Ah yes, the infamous $5/month Medium membership. On the surface, it seems harmless—innocent, even. "Invest in yourself," they say. "Support the community," they whisper while cashing your subscription fee and tossing you 42 cents in revenue for your 2,000-word magnum opus.

But here’s the truth: paywalling your content while also paying Medium is basically renting your own prison cell and expecting a royalty check for decorating it.

Let’s break this down. You’re forking over $5 a month to gate your content behind a paywall that Medium controls. That means:

  • Casual readers can’t access it unless they’re also paying.
  • Organic growth dies on the vine unless you're lucky enough to get boosted by their mysterious algorithm.
  • And you’re now both customer and laborer for a company that pays you less than a broke street magician’s tip jar.

But hey—maybe you’re thinking, “Well, $5 a month isn’t much!”

Hold up, comrade.
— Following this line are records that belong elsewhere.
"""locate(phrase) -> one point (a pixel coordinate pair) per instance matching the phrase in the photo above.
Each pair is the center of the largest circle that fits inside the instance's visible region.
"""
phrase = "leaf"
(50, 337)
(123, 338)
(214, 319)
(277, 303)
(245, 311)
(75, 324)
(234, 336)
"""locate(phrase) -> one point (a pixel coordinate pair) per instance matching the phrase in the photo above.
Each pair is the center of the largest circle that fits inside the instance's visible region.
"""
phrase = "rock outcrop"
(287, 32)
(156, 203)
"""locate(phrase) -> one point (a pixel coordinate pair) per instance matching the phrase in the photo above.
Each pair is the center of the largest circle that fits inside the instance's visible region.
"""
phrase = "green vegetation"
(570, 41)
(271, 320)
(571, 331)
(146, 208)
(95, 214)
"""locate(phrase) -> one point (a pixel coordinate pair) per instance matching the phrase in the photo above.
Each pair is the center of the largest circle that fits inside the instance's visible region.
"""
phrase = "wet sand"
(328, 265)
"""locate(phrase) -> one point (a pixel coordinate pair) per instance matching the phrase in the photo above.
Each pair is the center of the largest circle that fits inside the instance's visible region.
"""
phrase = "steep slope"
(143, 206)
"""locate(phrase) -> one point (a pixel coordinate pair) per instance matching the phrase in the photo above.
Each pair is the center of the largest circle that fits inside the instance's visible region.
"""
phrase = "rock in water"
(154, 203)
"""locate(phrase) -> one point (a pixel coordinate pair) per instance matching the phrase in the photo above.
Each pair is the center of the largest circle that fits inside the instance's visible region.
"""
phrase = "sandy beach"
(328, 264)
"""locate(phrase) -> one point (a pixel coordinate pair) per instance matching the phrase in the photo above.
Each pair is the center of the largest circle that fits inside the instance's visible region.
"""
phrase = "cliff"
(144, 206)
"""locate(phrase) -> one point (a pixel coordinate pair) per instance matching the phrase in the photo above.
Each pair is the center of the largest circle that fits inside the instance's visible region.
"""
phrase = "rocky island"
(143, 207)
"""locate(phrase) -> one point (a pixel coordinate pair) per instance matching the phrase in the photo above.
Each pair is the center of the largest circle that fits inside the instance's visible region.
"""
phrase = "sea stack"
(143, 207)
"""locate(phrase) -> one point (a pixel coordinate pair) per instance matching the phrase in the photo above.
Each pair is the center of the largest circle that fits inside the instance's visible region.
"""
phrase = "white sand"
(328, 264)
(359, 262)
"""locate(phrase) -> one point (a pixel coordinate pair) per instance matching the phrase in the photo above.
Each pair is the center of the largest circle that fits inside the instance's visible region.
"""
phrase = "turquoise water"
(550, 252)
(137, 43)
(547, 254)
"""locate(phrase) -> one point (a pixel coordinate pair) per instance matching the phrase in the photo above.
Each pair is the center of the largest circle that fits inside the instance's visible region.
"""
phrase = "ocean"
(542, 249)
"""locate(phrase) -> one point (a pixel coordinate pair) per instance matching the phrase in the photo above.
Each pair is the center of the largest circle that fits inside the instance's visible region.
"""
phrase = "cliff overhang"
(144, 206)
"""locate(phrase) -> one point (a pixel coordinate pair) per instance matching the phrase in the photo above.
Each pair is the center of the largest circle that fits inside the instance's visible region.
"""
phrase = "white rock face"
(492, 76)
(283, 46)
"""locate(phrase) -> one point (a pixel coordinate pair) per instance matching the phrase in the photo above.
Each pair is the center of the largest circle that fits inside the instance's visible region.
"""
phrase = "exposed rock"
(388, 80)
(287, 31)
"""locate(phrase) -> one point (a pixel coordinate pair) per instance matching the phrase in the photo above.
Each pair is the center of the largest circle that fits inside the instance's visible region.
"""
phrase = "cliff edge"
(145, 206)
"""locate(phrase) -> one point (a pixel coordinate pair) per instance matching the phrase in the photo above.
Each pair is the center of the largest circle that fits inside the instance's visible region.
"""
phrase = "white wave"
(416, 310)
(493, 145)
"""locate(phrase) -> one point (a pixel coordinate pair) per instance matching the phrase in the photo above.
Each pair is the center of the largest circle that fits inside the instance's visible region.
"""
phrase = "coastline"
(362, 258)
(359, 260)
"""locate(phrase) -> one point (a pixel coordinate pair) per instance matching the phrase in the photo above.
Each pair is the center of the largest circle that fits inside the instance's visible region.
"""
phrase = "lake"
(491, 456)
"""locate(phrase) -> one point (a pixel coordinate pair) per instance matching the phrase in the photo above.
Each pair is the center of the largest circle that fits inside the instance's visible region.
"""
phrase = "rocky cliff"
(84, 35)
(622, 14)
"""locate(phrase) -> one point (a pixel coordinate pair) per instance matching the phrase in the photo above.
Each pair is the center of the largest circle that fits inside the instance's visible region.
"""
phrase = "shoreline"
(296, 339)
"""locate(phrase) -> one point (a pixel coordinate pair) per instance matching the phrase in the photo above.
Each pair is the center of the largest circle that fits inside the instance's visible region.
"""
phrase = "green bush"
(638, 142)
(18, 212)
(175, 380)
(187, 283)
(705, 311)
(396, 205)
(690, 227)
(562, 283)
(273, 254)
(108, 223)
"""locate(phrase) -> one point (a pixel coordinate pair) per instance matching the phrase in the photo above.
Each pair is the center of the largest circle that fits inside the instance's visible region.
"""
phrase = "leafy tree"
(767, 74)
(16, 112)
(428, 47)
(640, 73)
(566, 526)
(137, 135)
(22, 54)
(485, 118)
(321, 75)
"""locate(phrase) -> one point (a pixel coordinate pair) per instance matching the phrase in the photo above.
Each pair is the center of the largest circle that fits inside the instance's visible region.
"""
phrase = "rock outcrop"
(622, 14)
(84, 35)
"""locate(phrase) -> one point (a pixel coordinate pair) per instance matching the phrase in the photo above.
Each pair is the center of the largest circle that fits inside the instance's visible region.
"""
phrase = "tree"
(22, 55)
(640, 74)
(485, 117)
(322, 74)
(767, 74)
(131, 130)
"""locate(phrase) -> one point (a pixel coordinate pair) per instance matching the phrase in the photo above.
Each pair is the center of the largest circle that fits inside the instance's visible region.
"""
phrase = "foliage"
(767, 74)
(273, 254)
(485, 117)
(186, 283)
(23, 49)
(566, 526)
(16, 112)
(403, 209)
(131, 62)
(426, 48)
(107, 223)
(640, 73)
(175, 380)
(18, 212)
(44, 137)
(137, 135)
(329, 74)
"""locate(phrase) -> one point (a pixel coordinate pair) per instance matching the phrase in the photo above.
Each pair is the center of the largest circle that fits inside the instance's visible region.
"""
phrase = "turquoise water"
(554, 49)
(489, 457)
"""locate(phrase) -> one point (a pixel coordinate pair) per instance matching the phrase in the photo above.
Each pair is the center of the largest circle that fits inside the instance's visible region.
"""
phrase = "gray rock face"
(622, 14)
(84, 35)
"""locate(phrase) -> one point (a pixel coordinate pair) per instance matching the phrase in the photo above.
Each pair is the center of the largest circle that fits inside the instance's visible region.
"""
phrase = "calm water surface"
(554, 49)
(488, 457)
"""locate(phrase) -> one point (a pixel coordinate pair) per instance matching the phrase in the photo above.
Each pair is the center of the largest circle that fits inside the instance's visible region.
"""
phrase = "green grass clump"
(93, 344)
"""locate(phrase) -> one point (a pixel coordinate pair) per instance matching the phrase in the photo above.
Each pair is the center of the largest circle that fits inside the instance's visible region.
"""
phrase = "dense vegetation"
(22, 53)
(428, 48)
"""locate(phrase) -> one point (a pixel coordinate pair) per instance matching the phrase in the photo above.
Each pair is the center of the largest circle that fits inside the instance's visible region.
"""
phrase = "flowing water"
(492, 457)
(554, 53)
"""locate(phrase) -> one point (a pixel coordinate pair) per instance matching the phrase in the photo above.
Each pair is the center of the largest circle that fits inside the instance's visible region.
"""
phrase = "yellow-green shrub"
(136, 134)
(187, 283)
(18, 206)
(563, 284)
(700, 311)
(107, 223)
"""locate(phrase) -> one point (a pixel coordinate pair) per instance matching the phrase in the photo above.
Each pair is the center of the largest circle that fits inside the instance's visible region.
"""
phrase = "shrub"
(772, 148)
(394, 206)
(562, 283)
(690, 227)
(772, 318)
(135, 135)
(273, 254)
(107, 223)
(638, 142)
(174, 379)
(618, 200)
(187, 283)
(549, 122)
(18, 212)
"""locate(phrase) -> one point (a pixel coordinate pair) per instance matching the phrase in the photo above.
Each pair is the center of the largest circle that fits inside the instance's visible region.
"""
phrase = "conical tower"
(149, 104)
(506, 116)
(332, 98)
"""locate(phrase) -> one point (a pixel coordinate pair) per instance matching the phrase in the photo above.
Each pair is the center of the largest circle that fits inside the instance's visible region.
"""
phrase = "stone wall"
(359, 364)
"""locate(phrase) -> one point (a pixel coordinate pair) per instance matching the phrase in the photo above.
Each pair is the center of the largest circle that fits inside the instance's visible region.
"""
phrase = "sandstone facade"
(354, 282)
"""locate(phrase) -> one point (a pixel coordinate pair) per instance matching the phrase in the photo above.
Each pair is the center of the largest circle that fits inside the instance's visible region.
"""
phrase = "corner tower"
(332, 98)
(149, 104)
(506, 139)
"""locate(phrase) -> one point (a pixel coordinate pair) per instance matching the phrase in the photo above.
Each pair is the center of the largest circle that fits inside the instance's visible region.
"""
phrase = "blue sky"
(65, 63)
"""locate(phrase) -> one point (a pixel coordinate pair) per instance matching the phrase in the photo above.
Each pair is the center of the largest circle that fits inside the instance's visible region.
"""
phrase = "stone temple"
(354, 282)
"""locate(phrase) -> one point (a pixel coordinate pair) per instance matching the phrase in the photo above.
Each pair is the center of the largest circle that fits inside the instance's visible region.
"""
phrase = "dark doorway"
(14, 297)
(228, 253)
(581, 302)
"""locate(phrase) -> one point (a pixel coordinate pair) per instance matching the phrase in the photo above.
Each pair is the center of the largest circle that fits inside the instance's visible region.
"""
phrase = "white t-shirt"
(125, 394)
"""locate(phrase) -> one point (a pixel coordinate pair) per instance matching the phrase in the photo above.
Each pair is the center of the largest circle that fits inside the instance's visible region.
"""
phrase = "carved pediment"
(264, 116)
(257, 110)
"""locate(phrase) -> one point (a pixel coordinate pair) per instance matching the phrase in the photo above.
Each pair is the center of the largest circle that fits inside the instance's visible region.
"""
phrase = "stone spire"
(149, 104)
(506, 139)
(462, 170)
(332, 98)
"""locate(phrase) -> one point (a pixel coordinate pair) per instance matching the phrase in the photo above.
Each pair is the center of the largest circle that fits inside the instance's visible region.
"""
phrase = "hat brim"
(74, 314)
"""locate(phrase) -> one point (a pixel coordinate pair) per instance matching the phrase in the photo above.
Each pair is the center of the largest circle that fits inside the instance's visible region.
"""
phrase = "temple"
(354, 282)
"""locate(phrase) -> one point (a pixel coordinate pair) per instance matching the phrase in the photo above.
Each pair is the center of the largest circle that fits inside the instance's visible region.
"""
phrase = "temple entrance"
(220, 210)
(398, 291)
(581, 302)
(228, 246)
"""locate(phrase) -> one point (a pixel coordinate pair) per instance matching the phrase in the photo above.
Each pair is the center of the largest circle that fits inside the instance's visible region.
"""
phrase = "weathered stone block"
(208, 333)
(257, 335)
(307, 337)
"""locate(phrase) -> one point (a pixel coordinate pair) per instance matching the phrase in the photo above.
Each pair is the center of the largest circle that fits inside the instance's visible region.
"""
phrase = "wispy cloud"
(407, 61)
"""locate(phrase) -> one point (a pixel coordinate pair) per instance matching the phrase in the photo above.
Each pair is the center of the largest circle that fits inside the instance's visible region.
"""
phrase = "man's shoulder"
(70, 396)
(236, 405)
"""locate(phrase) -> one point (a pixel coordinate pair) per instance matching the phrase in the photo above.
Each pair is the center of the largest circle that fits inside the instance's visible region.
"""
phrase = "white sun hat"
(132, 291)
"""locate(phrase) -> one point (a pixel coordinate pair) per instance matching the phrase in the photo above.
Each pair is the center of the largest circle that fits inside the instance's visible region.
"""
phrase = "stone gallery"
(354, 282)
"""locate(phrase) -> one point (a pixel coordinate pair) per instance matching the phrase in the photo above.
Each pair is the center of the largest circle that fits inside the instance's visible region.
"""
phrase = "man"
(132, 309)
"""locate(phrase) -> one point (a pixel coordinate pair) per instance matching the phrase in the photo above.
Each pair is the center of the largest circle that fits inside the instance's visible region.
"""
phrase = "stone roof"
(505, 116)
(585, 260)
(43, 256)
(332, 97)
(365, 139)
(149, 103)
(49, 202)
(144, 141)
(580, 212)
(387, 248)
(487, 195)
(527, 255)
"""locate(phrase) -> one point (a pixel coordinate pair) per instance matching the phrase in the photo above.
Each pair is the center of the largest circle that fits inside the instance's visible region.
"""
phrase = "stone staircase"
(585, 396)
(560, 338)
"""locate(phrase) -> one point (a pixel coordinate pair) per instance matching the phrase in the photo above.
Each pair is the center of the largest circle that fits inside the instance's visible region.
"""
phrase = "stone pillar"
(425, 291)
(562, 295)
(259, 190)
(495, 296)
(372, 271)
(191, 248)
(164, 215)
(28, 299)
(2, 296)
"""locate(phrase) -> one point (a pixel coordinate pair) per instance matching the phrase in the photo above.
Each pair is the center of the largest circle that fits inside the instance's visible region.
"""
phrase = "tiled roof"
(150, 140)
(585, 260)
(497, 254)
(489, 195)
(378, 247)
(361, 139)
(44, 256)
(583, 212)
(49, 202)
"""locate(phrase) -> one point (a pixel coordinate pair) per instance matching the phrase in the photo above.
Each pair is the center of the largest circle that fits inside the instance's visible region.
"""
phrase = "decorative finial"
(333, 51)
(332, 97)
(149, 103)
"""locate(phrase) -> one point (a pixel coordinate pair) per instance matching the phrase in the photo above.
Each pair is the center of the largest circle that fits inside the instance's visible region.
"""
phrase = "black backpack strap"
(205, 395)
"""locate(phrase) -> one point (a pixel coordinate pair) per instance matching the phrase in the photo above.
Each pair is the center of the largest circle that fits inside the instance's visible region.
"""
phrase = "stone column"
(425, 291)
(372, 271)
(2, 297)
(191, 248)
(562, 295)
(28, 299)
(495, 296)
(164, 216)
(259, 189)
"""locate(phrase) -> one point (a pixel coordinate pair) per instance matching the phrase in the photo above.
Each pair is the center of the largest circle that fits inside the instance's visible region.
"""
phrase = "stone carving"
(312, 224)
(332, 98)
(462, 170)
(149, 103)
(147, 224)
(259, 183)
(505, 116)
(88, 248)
In some parts of the world, $5 is the price of a latte. But in others, $5 is someone’s entire day of labor—picking produce, driving rickshaws, assembling your smartphone for the free world’s convenience. So when Medium asks the masses to fork that over just to read your musings about productivity hacks or your existential rant about quitting tech, they’re asking for a premium most people simply can’t afford.

Medium's model depends on the fantasy that millions of readers will pay monthly just to read random bloggers’ semi-diary entries. But that’s not how the real world works. If you're living in an economy where five dollars a month isn't pocket change, you're not likely to toss it into a platform that reads like LinkedIn and Reddit had a baby raised on self-help books and tech layoffs.

So while you’re hoping your paywalled content will attract paid subscribers and convert into meaningful income, what you’re really doing is gambling your time and talent on a model built to benefit the platform—not the creator.

It's the digital equivalent of buying a lottery ticket where the jackpot is just getting retweeted by a Medium staff writer.


In Conclusion: Welcome to the Grind

So here you are. A writer. A thinker. A digital proletariat in the platform publishing revolution. Writing pieces worth thousands in value, for pennies on the Medium dollar.

Maybe your piece will go viral. Maybe it’ll rot in obscurity. Either way, you just spent four hours writing for what might be less than minimum wage. Meanwhile, Medium uses that to juice their sub numbers for another VC deck.

Welcome to Medium. Welcome to your Wordsmithing Sweatshop.